701 4th Ave. S.
On the perimeter of Downtown's skyway system is a little piece of Chicago and a jewel of an office building. Designed by Chicago's famed architect Helmut Jahn, 701 4th Ave. S. was built in 1984.
Though born in Nuremberg, Germany in 1940, Jahn moved to Chicago to study with Mies van der Rohe at the Illinois Institute of Technology. In 1967, he began his career as an architect at C. F. Murphy Associates. Six years later, he became head of design, and by 1981, the firm's name had been changed to Murphy/Jahn and Helmut Jahn was the sole owner, president and CEO.
Jahn's early work was influenced by the International Style then evolved into sculptural skyscrapers clad in lively patterns of colored glass panels.
He became nicknamed "Flash Gordon" for his postmodern, shimmering glass skyscrapers of the late 1970s and 1980s and rocketed to architectural celebrity after building the State of Illinois Building in 1984. The American Institute of Architects named him one of the 10 most influential living architects in 1991. Today, there are more than a dozen books about the architect, and while Chicago's skyline is a Murphy/Jahn gallery, the firm's work spans the globe.
Our own 18-story building is composed of two concentric octagon towers. A central blue-and-silver glass tower rises from the building's center. Wrapping around it is a second tower with a series of graduated steps from the corner entrance.
In a 1985 lecture, Jahn said of the building: "Both in form and in surface the outer octagon is more dynamic, the inner one more static. At the corner, the inner building stays free to reinforce the diagonal and the corner. The outer part transforms into a base which furthers the relationship with the neighboring buildings."
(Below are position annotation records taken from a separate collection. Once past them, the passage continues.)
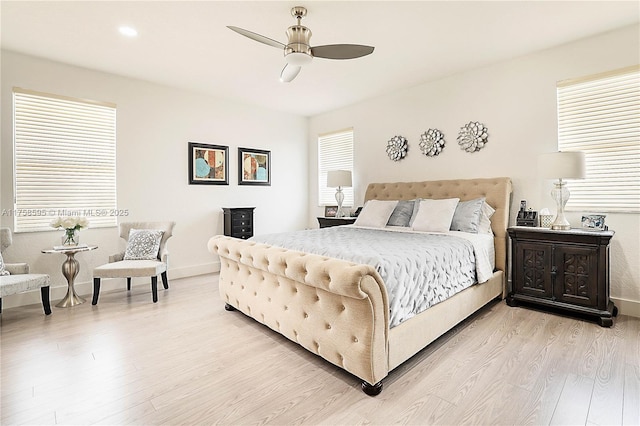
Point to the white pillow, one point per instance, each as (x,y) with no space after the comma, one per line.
(376,213)
(143,244)
(435,215)
(484,226)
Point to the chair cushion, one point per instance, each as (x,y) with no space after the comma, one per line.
(143,244)
(13,284)
(130,268)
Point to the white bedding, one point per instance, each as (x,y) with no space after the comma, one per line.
(419,269)
(483,248)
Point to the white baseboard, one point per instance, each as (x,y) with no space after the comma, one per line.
(85,288)
(627,307)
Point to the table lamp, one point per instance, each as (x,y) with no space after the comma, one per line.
(561,165)
(339,179)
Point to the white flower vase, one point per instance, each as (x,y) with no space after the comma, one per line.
(71,238)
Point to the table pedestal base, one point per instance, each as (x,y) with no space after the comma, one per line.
(71,299)
(70,269)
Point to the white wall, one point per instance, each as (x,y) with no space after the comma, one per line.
(516,100)
(154,125)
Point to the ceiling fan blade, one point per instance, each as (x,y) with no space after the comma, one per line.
(289,72)
(257,37)
(341,51)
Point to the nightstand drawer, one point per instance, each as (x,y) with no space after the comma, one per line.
(238,222)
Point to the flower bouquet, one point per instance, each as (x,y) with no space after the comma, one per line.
(71,226)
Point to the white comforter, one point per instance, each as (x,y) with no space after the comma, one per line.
(419,269)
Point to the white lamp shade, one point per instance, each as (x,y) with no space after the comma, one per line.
(336,178)
(562,165)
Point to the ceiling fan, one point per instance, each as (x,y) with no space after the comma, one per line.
(298,52)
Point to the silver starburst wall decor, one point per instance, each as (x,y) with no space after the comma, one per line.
(473,136)
(397,148)
(431,142)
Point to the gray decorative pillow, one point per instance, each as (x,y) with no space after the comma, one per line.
(402,214)
(143,244)
(467,216)
(2,270)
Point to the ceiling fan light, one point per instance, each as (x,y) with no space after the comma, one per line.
(298,59)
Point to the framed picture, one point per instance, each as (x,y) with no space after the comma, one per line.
(208,164)
(254,167)
(330,211)
(594,221)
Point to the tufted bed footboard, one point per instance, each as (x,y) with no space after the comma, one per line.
(340,310)
(333,308)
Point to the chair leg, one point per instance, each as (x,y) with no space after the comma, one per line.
(46,304)
(165,281)
(154,288)
(96,291)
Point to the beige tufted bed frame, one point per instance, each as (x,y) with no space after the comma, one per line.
(339,310)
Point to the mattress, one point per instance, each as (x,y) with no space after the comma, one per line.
(419,269)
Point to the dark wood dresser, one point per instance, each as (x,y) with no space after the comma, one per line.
(238,222)
(566,270)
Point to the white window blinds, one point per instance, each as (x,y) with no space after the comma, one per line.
(64,160)
(335,152)
(600,115)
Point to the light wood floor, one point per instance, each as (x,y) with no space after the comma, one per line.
(185,360)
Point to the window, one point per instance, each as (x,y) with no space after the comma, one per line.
(64,160)
(335,152)
(600,115)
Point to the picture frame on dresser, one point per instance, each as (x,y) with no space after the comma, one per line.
(208,164)
(254,167)
(330,211)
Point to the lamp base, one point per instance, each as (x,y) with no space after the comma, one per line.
(339,200)
(561,194)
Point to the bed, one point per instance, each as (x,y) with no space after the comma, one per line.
(339,309)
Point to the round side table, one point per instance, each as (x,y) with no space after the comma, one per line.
(70,269)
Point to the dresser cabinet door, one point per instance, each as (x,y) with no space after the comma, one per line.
(534,270)
(576,275)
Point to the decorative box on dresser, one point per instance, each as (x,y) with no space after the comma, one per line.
(328,222)
(567,270)
(238,222)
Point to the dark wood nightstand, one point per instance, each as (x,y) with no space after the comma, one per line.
(567,270)
(238,222)
(328,222)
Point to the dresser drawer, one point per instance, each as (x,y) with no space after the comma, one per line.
(238,222)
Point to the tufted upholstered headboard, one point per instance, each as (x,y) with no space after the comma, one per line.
(497,192)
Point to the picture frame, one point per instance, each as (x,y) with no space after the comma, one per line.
(208,164)
(330,211)
(254,167)
(594,222)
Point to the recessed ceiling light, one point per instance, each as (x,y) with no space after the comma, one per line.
(128,31)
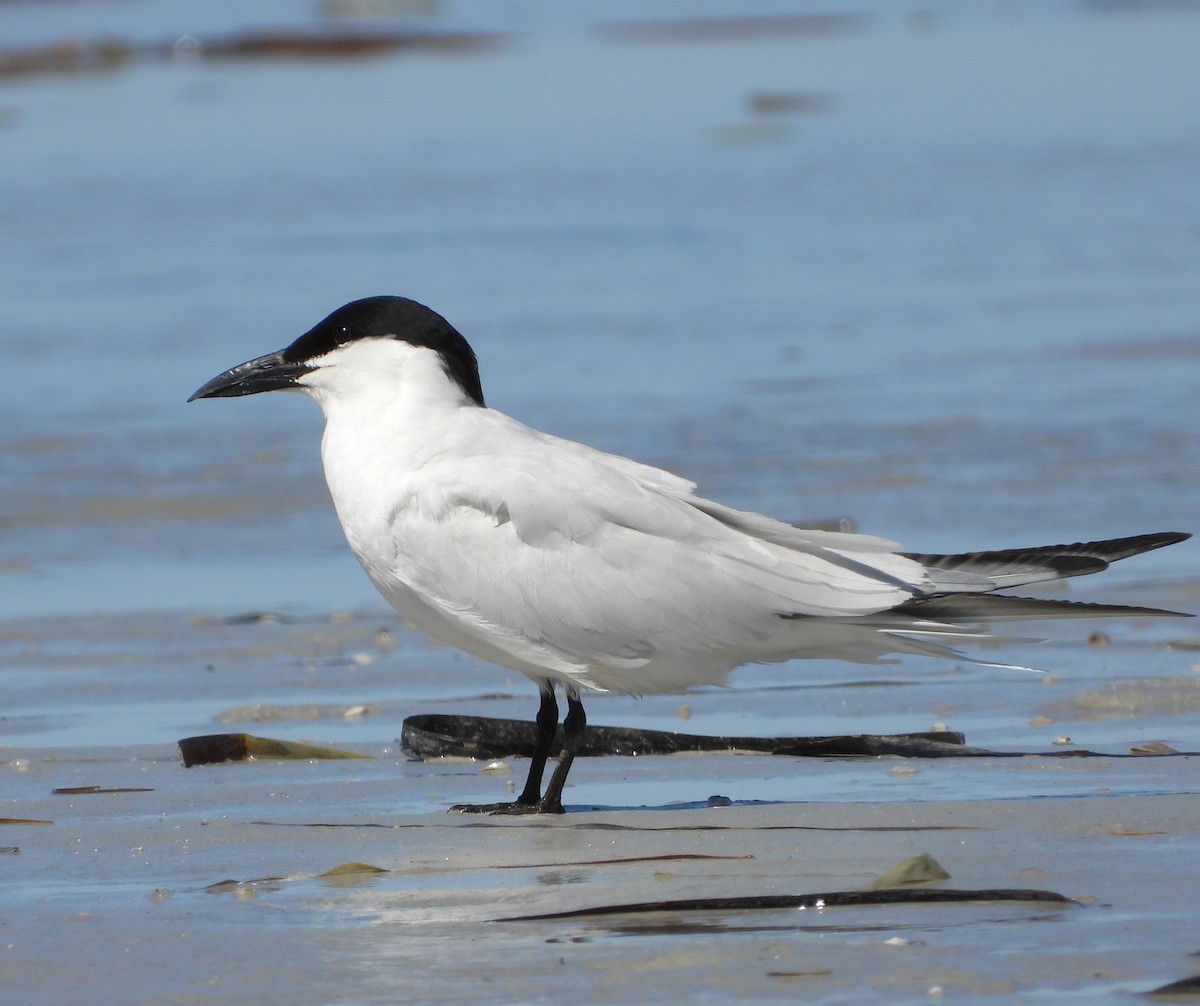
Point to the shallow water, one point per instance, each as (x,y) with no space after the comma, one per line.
(936,271)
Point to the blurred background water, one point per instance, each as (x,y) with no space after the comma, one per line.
(934,268)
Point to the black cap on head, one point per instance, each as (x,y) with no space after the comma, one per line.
(393,317)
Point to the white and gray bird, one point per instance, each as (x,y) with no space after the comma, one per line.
(583,569)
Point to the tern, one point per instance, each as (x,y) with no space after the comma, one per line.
(588,570)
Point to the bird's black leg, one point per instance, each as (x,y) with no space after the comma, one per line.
(547,726)
(531,802)
(573,730)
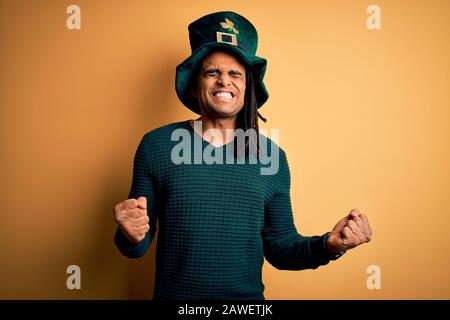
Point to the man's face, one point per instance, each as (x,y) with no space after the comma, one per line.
(220,87)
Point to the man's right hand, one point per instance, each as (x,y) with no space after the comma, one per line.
(131,216)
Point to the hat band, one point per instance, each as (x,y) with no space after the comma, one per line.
(226,38)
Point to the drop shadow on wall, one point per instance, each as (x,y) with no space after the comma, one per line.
(156,108)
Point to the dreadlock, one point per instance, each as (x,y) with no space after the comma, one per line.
(247,118)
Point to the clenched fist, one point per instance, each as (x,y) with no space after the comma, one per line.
(350,232)
(131,216)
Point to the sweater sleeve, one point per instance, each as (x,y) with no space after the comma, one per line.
(284,247)
(142,185)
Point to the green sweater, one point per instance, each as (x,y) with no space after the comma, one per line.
(216,222)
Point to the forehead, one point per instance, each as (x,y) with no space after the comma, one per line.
(221,59)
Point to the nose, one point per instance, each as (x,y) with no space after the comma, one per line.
(224,79)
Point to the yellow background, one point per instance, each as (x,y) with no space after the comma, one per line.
(363,116)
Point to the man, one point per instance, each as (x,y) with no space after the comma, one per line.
(217,221)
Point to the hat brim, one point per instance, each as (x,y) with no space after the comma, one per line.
(185,71)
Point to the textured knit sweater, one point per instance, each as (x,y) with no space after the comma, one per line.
(216,222)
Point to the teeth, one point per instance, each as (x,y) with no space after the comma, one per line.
(223,95)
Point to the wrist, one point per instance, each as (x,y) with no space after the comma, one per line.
(333,252)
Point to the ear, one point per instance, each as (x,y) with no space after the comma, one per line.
(193,91)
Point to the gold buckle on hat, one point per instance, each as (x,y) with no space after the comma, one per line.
(232,36)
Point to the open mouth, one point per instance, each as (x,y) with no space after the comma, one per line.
(223,95)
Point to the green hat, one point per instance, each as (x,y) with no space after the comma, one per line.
(231,32)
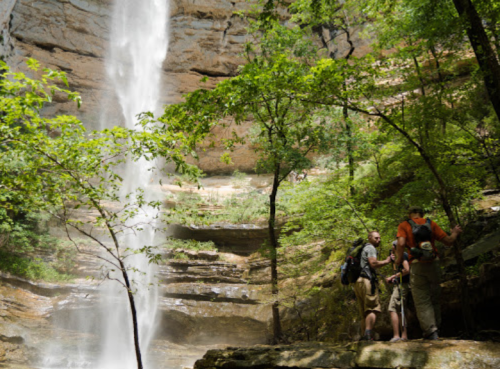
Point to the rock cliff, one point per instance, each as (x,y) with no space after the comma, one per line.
(445,354)
(206,39)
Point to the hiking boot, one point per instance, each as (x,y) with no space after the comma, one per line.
(433,336)
(367,336)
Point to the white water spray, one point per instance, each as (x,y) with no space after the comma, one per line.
(138,47)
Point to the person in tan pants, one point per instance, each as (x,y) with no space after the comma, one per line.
(425,272)
(365,287)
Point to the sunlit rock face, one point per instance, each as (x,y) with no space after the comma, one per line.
(206,39)
(446,354)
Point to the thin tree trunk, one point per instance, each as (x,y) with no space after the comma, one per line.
(133,311)
(350,155)
(485,54)
(277,333)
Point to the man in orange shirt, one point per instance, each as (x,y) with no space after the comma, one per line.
(425,271)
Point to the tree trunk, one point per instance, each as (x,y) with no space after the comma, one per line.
(133,311)
(350,155)
(485,54)
(274,257)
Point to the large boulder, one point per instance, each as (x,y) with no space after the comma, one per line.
(413,354)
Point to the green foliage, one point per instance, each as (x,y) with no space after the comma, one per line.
(32,269)
(191,245)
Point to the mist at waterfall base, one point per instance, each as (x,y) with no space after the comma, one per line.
(138,47)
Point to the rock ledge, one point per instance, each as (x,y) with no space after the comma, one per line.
(416,354)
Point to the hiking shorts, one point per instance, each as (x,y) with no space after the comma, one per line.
(395,302)
(367,302)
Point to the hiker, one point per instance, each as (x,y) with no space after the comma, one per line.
(401,281)
(418,236)
(366,286)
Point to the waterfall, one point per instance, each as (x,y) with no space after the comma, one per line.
(138,47)
(100,336)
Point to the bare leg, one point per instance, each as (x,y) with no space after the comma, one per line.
(395,324)
(370,320)
(404,332)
Salmon and light blue panels define the building's base, and there's lots of marble inside. The smart corner entrance is a visual connection to Downtown and acknowledges Hennepin County Government Center.
Walk through the kitty-corner park to appreciate the sculptural beauty of this skyline gem by one of America's premiere architects.
To see the architect's sketches for this building, check out "Helmut Jahn" published by Rizzoli, New York, call number NA 737.J34 M55 at Downtown's Central Library, 250 Marquette Ave.
LUNCH TIP: The building's own Bigsby's Cafe serves daily specials on the patio.